Georgia Institute of Technology

Position: PhD Candidate and Research Assistant
Rising Stars year of participation: 2018
Bio

Nil Gurel is a PhD candidate in the School of Electrical and Computer Engineering (ECE) at Georgia Tech. Her research focuses on physiological modulation, monitoring, and active sensing. She works on biomedical instrumentation, signal processing, and machine learning to understand real-time non-invasive biomarkers to close the loop for treatment optimization. Nil received a BS in Electrical and Electronics Engineering from Boğaziçi University, Istanbul, Turkey, and M.S. in ECE from University of Maryland, College Park, MD. Her MS work focused on bio-inspired sensing for micro-aerial vehicles.

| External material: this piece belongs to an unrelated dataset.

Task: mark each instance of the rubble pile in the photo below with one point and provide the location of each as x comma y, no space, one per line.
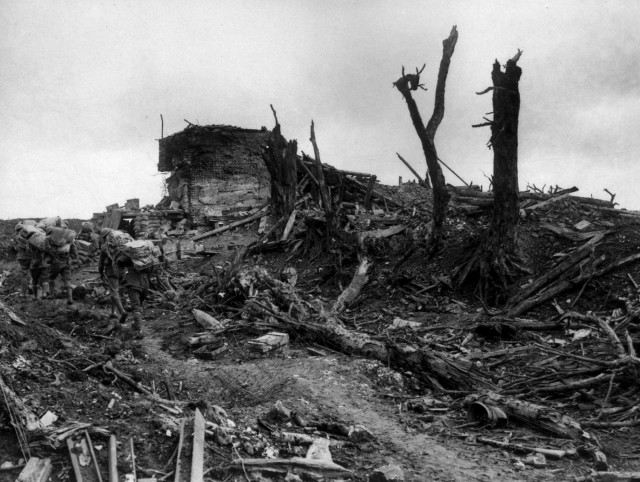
548,382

She is the recipient of numerous awards and fellowships including Clark School of Engineering Graduate Fellowship (2014-2015), NextFlex Flexible Hybrid Electronics Best Poster Award (2017), IEEE Body Sensor Networks Conference Runner-up Best Paper Award (2018), IEEE Engineering in Medicine and Biology Conference Open Finalist (2018). Besides her research, she has been awarded Teaching and Development Fellowship (UMD, 2015), and iREDEFINE Professional Development Award (NSF, 2018).

Toward Wearable Sensing Enabled Closed-Loop Non-invasive Vagus Nerve Stimulation

Toward Wearable Sensing Enabled Closed-Loop Non-invasive Vagus Nerve Stimulation
Autonomic nervous system imbalance with elevated sympathetic activity is the hallmark of many mental disorders, and vagus nerve stimulation (VNS) using an implantable device is a proven treatment method to address such imbalance. Non-invasive cervical VNS (n-VNS) offers an inexpensive and low-risk alternative to implantable VNS devices, but may require auxiliary real-time physiological sensing to ensure efficacy and potentially close the loop for stimulation parameter tuning. In this work, in collaboration with Emory University School of Medicine Departments of Cardiology, Radiology, Psychiatry, and Rollins School of Public Health, I investigate the real-time, non-invasively-measured, cardiovascular and peripheral biomarkers of n-VNS that could quantify the stimulation efficacy based on the changes in sympathetic activity. I also evaluate the effects of n-VNS applied after mental stressors on stress-related physiological changes detected through wearable sensing. Healthy subjects and patients with post-traumatic stress disorder (PTSD) are enrolled in a three-day protocol that includes active or sham n-VNS application, bio-signal, blood biomarker, and high-resolution positron emission tomography (HR-PET) collection. Various mental stressors are applied throughout the protocol. Near-term research questions include: 1) understanding the kinetics of n-VNS from bio-signals, and the relevance of wearable sensor data to the gold standard serum biomarkers and imaging, and 2) real-time optimization of n-VNS treatment efficacy through wearable sensing.